The framework is for complex tasks. What’s a complex task? One where AI needs to play a specific role, follow multiple rules, process external data, and output in specific formats. Chatbots, legal advisors, code review, data analysis — these are complex tasks.

Start complex, then simplify. Write all seven elements first, get it working, then see which can be removed. If removing one doesn’t hurt results, you really don’t need it.

Common Pitfalls

Common Pitfalls vs Best Practices

Writing rules too abstractly. “Answer professionally” — what does that mean? Better to write “use industry terminology,” “avoid colloquialisms,” “cite specific data.”

Too few examples is another common issue. One example isn’t enough — at least two, covering common cases and edge cases.

Not giving an “I don’t know” exit. When AI doesn’t know, it will make things up. Give it an out: “If uncertain, say you need to verify.”

Vague format requirements. “Output in JSON” isn’t enough — specify what fields, what types each field should be.

Finally, forgetting to remind about immediate task. At the end of a long prompt, adding one line “Now answer the user’s question” makes a big difference.

Hands-On Practice

Think of a task in your work where you need AI help. Write a prompt using the seven-element framework.

If you get stuck, ask yourself:

  • What role should AI play?
  • What tone should it use?
  • What rules must it follow?
  • Are there examples of good answers?
  • What input data is needed?
  • What output format is required?

Write it, run it, see results. Not good? Modify, run again. There’s no silver bullet in prompt engineering — it’s continuous trial and error.


What scenario in your work needs complex prompts most? Customer service Q&A? Document analysis? Code review? Share in the comments, I’ll help break down how to design it.

FAQ

Do the seven elements have to be in order?

Not necessarily. Task context first and immediate task last are recommendations. Other elements can be rearranged. The key is testing to see what works.

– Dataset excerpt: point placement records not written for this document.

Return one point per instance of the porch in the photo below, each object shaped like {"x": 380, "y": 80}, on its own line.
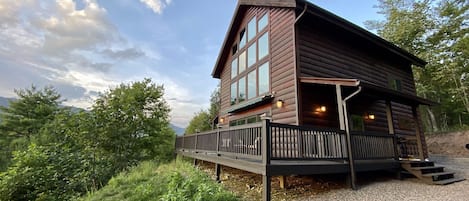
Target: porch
{"x": 273, "y": 149}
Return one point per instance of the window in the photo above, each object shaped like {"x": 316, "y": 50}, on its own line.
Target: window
{"x": 252, "y": 85}
{"x": 250, "y": 73}
{"x": 234, "y": 49}
{"x": 242, "y": 89}
{"x": 252, "y": 29}
{"x": 357, "y": 123}
{"x": 263, "y": 22}
{"x": 242, "y": 62}
{"x": 263, "y": 45}
{"x": 234, "y": 93}
{"x": 234, "y": 68}
{"x": 263, "y": 78}
{"x": 252, "y": 55}
{"x": 395, "y": 84}
{"x": 242, "y": 38}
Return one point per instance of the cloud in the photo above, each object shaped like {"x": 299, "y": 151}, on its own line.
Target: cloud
{"x": 156, "y": 5}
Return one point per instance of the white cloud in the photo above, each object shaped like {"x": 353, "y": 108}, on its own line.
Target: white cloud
{"x": 156, "y": 5}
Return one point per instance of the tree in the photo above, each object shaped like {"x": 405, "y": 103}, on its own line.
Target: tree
{"x": 437, "y": 32}
{"x": 132, "y": 124}
{"x": 25, "y": 116}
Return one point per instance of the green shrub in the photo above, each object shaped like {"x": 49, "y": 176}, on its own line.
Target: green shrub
{"x": 177, "y": 181}
{"x": 50, "y": 173}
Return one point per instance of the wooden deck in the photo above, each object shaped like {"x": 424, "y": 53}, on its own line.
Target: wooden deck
{"x": 273, "y": 149}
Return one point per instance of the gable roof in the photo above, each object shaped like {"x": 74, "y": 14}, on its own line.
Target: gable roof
{"x": 243, "y": 5}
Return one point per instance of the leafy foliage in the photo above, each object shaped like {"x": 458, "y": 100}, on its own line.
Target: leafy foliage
{"x": 177, "y": 181}
{"x": 438, "y": 32}
{"x": 132, "y": 124}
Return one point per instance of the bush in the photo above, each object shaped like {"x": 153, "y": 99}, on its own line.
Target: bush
{"x": 50, "y": 173}
{"x": 177, "y": 181}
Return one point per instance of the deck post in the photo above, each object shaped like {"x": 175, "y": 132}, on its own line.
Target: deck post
{"x": 217, "y": 172}
{"x": 418, "y": 133}
{"x": 391, "y": 128}
{"x": 349, "y": 139}
{"x": 266, "y": 152}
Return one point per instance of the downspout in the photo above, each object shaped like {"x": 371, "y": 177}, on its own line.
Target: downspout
{"x": 349, "y": 144}
{"x": 296, "y": 65}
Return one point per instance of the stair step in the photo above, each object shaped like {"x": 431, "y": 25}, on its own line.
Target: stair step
{"x": 437, "y": 174}
{"x": 448, "y": 181}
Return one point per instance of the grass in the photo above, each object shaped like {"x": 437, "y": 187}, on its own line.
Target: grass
{"x": 177, "y": 180}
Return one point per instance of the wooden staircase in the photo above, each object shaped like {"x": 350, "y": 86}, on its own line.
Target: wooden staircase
{"x": 429, "y": 173}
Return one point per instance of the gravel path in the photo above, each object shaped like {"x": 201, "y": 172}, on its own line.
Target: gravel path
{"x": 408, "y": 189}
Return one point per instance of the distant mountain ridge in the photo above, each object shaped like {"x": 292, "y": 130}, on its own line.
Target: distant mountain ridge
{"x": 5, "y": 102}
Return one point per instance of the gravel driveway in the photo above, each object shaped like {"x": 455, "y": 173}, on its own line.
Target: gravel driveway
{"x": 408, "y": 189}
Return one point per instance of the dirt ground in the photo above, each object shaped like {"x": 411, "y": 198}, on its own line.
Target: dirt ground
{"x": 442, "y": 148}
{"x": 450, "y": 144}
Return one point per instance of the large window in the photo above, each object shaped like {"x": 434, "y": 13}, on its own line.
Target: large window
{"x": 250, "y": 70}
{"x": 252, "y": 88}
{"x": 264, "y": 79}
{"x": 264, "y": 45}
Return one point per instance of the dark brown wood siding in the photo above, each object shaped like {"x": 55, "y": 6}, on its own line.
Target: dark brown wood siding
{"x": 283, "y": 70}
{"x": 327, "y": 51}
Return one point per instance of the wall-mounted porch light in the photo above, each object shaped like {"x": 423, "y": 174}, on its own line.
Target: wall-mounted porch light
{"x": 321, "y": 108}
{"x": 279, "y": 103}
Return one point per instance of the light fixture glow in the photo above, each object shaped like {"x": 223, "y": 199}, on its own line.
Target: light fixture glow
{"x": 279, "y": 103}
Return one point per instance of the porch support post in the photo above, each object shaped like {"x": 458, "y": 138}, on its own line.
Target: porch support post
{"x": 217, "y": 172}
{"x": 266, "y": 155}
{"x": 418, "y": 133}
{"x": 349, "y": 139}
{"x": 391, "y": 128}
{"x": 338, "y": 91}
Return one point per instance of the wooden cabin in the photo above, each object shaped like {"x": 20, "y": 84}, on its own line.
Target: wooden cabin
{"x": 302, "y": 88}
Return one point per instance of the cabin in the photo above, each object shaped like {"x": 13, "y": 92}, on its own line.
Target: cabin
{"x": 306, "y": 92}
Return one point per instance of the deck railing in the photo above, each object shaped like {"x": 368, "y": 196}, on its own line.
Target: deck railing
{"x": 288, "y": 142}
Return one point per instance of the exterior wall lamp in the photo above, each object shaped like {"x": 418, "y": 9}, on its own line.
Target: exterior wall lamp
{"x": 321, "y": 109}
{"x": 370, "y": 116}
{"x": 279, "y": 103}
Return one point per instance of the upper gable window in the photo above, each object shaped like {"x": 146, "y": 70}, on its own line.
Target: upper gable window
{"x": 250, "y": 68}
{"x": 252, "y": 29}
{"x": 263, "y": 22}
{"x": 242, "y": 38}
{"x": 263, "y": 45}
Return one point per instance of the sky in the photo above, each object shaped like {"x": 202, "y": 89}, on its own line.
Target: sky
{"x": 85, "y": 47}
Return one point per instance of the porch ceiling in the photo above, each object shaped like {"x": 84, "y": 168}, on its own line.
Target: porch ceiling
{"x": 372, "y": 90}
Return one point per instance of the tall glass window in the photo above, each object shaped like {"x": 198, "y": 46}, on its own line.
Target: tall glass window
{"x": 234, "y": 92}
{"x": 252, "y": 84}
{"x": 242, "y": 38}
{"x": 264, "y": 78}
{"x": 252, "y": 29}
{"x": 242, "y": 89}
{"x": 242, "y": 62}
{"x": 252, "y": 55}
{"x": 263, "y": 22}
{"x": 263, "y": 45}
{"x": 234, "y": 68}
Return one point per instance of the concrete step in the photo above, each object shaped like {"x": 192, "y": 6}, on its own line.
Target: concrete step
{"x": 448, "y": 181}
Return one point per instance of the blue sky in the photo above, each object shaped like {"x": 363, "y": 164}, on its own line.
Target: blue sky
{"x": 84, "y": 47}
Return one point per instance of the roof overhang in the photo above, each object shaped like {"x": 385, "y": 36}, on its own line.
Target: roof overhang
{"x": 315, "y": 11}
{"x": 363, "y": 33}
{"x": 372, "y": 90}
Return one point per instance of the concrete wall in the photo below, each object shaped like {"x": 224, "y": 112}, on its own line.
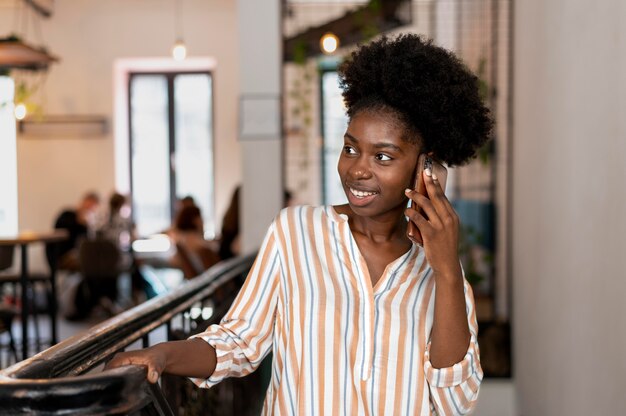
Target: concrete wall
{"x": 569, "y": 225}
{"x": 88, "y": 36}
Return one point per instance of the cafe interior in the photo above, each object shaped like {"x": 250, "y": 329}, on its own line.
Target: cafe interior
{"x": 178, "y": 129}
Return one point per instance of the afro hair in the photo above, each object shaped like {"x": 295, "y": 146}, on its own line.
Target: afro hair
{"x": 431, "y": 91}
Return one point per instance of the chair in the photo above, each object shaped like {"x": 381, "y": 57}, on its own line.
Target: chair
{"x": 14, "y": 279}
{"x": 7, "y": 314}
{"x": 100, "y": 265}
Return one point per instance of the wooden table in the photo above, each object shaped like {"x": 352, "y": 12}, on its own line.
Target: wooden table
{"x": 23, "y": 240}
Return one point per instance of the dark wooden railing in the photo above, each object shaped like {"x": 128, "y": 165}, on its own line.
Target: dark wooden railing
{"x": 66, "y": 378}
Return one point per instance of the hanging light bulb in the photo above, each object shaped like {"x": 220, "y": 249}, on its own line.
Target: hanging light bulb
{"x": 329, "y": 43}
{"x": 20, "y": 111}
{"x": 179, "y": 50}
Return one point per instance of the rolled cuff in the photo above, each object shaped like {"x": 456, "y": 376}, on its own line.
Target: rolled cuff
{"x": 224, "y": 356}
{"x": 458, "y": 373}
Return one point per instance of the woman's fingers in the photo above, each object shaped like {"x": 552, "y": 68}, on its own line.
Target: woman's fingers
{"x": 141, "y": 358}
{"x": 429, "y": 211}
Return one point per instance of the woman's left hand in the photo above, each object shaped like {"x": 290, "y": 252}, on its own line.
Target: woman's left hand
{"x": 438, "y": 223}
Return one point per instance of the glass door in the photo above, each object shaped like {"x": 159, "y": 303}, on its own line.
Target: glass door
{"x": 171, "y": 147}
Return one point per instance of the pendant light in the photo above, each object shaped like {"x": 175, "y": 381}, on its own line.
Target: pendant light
{"x": 179, "y": 50}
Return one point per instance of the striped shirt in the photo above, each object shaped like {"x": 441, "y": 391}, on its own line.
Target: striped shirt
{"x": 340, "y": 345}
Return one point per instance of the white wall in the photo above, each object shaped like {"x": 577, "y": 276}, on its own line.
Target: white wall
{"x": 88, "y": 35}
{"x": 569, "y": 229}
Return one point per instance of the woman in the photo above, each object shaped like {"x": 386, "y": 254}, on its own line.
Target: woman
{"x": 360, "y": 320}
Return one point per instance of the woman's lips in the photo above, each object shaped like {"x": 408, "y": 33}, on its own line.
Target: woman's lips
{"x": 359, "y": 197}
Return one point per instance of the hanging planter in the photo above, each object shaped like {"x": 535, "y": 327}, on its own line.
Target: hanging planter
{"x": 17, "y": 54}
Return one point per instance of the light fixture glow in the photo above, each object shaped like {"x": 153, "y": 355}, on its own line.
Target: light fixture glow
{"x": 20, "y": 111}
{"x": 179, "y": 51}
{"x": 329, "y": 43}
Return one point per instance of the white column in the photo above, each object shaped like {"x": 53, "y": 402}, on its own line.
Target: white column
{"x": 8, "y": 159}
{"x": 569, "y": 207}
{"x": 259, "y": 117}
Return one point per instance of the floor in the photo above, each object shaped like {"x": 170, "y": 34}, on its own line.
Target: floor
{"x": 497, "y": 396}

How many examples should I write?

At least two. More is better, but ensure quality. Bad examples are worse than no examples.

What if the prompt gets too long?

Check if each element is necessary. Remove ones that don’t affect results. Or consider splitting into chain prompts for multi-step processing.

Do complex prompts cost more?

Yes, more tokens mean higher cost. But if it reduces errors and rework, total cost might actually be lower.

Does this framework only work with Claude?

The seven-element framework is universal, applicable to any LLM. But different models may have different sensitivities to element order and format, requiring model-specific tuning.